Update: Opinon back from AG.
The last Somervell County Hospital District meeting on January 26, 2017 had a reference to the most current Joint Commission Report. I put in an open records request in March to view the report and got this reply from Ray Reynolds, CEO of Glen Rose Medical Center on March 15, 2017.
We are of the opinion that the Joint Commission Survey document is the result of a survey conducted by a licensing or accreditation entity and is therefore not available through an open records request.
Glen Rose Medical Center
There was no indication of who *We* is, nor, apparently, did Ray Reynolds write to the Texas Attorney General to get an opinion from them as to whether he could withhold this public record. A taxpayer funded entity representative can't simply put forward his or her own opinon as a justification for denying records.
If the governmental body wishes to withhold information from you, it must:
Seek an attorney general decision within ten business days of its receipt of your request and state the exceptions to disclosure that it believes are applicable. The governmental body must also send you a copy of its letter to the attorney general requesting a decision within ten business days. If the governmental body does not notify you of its request for an attorney general decision, the information you requested is generally presumed to be open to the public.
Did you see that part?
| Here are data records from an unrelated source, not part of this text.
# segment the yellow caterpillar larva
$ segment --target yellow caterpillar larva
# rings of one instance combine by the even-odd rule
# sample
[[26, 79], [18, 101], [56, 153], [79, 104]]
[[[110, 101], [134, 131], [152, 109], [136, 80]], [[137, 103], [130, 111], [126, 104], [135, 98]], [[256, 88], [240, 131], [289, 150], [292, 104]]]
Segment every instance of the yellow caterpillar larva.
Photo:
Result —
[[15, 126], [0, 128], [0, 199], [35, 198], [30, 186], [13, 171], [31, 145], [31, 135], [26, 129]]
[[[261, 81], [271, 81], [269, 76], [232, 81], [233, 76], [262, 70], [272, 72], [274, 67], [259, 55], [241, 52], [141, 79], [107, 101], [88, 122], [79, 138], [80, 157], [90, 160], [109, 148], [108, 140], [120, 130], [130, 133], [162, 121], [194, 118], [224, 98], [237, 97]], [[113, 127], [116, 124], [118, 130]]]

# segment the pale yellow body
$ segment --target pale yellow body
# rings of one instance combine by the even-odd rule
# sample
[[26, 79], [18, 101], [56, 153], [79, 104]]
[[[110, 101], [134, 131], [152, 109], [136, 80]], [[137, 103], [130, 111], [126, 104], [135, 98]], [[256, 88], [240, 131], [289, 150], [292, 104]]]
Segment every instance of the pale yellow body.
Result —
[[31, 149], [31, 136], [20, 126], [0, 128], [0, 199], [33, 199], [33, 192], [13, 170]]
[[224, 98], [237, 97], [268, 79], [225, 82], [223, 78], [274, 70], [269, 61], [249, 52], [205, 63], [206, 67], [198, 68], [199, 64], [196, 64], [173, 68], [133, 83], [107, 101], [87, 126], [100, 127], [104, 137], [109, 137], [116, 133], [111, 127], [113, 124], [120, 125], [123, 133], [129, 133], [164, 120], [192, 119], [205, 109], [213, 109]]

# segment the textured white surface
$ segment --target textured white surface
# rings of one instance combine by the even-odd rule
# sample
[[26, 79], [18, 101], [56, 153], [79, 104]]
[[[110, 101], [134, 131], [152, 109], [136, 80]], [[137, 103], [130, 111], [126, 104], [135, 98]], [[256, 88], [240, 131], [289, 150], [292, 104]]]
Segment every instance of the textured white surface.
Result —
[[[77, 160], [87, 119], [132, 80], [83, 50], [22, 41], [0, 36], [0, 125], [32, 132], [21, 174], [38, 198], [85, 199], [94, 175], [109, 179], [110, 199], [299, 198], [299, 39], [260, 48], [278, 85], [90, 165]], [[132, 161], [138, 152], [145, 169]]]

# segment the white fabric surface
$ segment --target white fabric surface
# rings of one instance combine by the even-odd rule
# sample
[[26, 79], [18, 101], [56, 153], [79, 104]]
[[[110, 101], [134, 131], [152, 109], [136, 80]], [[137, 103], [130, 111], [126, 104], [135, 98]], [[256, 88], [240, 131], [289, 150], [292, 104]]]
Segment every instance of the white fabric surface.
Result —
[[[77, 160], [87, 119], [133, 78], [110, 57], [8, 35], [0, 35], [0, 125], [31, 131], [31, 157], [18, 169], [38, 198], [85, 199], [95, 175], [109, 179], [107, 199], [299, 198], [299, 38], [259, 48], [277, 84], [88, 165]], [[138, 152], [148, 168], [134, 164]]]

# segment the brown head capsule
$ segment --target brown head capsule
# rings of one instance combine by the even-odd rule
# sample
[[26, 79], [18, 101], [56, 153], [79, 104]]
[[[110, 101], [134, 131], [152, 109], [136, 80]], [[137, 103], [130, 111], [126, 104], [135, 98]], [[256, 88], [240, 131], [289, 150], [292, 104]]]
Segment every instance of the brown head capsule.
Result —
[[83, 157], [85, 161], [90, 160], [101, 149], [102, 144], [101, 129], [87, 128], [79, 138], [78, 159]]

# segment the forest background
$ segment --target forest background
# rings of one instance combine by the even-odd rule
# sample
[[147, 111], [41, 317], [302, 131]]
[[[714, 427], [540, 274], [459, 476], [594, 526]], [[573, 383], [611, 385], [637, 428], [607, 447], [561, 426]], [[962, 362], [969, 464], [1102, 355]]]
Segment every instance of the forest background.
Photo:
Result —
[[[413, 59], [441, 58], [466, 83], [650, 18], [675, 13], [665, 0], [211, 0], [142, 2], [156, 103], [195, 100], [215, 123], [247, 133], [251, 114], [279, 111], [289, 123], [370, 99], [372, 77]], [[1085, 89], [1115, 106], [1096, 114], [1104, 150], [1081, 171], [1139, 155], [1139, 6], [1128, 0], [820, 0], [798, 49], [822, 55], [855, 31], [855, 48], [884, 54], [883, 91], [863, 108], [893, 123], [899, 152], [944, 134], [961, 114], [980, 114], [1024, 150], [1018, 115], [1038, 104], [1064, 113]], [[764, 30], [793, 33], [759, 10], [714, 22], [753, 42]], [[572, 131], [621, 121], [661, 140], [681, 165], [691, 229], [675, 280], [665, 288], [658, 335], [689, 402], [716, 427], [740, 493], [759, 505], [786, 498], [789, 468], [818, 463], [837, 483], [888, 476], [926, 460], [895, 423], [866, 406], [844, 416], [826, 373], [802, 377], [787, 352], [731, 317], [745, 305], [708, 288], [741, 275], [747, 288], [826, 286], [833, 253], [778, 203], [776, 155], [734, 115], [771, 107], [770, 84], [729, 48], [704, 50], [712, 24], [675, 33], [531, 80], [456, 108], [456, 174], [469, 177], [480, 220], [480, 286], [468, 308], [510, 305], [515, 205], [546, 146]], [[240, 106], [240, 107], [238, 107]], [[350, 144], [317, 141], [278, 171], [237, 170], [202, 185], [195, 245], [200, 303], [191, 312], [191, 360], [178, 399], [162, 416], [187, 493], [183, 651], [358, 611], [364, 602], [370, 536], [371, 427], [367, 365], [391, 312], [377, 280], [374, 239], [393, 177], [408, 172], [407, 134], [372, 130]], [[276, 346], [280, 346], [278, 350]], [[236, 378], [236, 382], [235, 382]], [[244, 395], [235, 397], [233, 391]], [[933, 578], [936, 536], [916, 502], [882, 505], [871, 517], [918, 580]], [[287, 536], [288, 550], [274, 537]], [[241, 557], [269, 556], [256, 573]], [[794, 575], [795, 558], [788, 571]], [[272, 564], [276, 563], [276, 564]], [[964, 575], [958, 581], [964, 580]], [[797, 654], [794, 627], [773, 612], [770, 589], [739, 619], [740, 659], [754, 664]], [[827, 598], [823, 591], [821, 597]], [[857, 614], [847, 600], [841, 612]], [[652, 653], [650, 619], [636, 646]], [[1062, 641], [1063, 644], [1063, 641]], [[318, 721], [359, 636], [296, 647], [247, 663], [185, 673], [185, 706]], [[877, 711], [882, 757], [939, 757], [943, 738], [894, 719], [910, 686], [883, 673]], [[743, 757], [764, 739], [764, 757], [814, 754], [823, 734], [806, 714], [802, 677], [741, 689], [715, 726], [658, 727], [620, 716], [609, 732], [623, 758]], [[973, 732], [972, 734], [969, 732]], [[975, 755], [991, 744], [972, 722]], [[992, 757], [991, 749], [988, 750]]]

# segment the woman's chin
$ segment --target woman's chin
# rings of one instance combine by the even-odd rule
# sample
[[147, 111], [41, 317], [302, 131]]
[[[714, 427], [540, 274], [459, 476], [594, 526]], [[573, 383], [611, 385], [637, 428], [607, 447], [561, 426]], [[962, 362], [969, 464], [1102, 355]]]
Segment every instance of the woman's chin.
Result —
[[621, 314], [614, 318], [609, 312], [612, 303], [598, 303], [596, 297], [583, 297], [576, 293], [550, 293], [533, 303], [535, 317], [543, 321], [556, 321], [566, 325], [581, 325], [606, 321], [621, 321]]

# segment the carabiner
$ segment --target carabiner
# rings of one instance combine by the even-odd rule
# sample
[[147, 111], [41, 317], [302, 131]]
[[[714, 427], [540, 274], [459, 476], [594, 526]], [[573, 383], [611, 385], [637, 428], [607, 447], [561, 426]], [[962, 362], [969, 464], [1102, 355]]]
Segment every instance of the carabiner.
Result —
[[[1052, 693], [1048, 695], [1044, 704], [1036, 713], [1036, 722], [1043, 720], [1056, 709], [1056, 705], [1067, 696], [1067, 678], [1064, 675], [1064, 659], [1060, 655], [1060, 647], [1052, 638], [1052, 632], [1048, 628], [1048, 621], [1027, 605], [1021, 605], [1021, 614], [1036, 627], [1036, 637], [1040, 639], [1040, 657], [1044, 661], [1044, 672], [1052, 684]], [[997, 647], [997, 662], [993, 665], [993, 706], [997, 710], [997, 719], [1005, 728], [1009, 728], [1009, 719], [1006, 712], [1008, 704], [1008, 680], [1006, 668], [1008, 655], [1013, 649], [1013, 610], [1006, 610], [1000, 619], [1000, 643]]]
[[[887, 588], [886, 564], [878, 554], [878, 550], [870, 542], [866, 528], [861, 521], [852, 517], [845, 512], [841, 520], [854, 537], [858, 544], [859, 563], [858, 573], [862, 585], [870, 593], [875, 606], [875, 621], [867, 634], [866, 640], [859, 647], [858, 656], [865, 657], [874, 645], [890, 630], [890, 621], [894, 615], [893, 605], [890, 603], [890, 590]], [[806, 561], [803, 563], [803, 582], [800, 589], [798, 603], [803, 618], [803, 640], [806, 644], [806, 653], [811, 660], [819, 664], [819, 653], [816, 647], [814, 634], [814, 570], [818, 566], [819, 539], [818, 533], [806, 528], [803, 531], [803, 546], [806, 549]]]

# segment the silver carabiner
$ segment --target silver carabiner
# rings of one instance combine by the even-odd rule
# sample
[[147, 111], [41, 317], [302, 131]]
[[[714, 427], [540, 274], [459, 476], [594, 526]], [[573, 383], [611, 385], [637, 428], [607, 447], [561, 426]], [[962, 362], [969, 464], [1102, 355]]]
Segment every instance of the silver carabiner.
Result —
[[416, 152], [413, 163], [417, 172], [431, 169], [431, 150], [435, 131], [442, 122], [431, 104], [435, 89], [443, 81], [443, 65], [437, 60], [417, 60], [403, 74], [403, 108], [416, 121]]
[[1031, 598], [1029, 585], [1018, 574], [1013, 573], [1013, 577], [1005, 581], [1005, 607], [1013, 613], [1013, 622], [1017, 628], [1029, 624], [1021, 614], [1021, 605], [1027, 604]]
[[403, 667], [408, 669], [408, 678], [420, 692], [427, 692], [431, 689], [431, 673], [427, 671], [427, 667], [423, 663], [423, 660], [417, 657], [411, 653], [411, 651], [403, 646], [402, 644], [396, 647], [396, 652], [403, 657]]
Since Ray Reynolds did NOT say he was going for an attorney general decision rather than his own personal opinion about withholding information, "the information you requested is generally presumed to be open to the public."
Within fifteen business days of receiving your request, the governmental body must send the attorney general its arguments for withholding the information you requested and copies of the information you have requested. You are entitled to receive this notice, however, if the letter to the attorney general contains the substance of the information requested, you may receive a redacted copy of the letter. If the governmental body does not send you a copy of this letter, you may request it from the attorney general by writing to:
Lauren Downey, Public Information Coordinator Office of the Attorney General P.O. Box 12548 Austin, Texas 78711-2548 FAX (512) 494-8017 If the governmental body does not timely request an attorney general decision, notify you that it is seeking an attorney general decision, and submit to the attorney general the information you requested, the information is generally presumed to be open to the public.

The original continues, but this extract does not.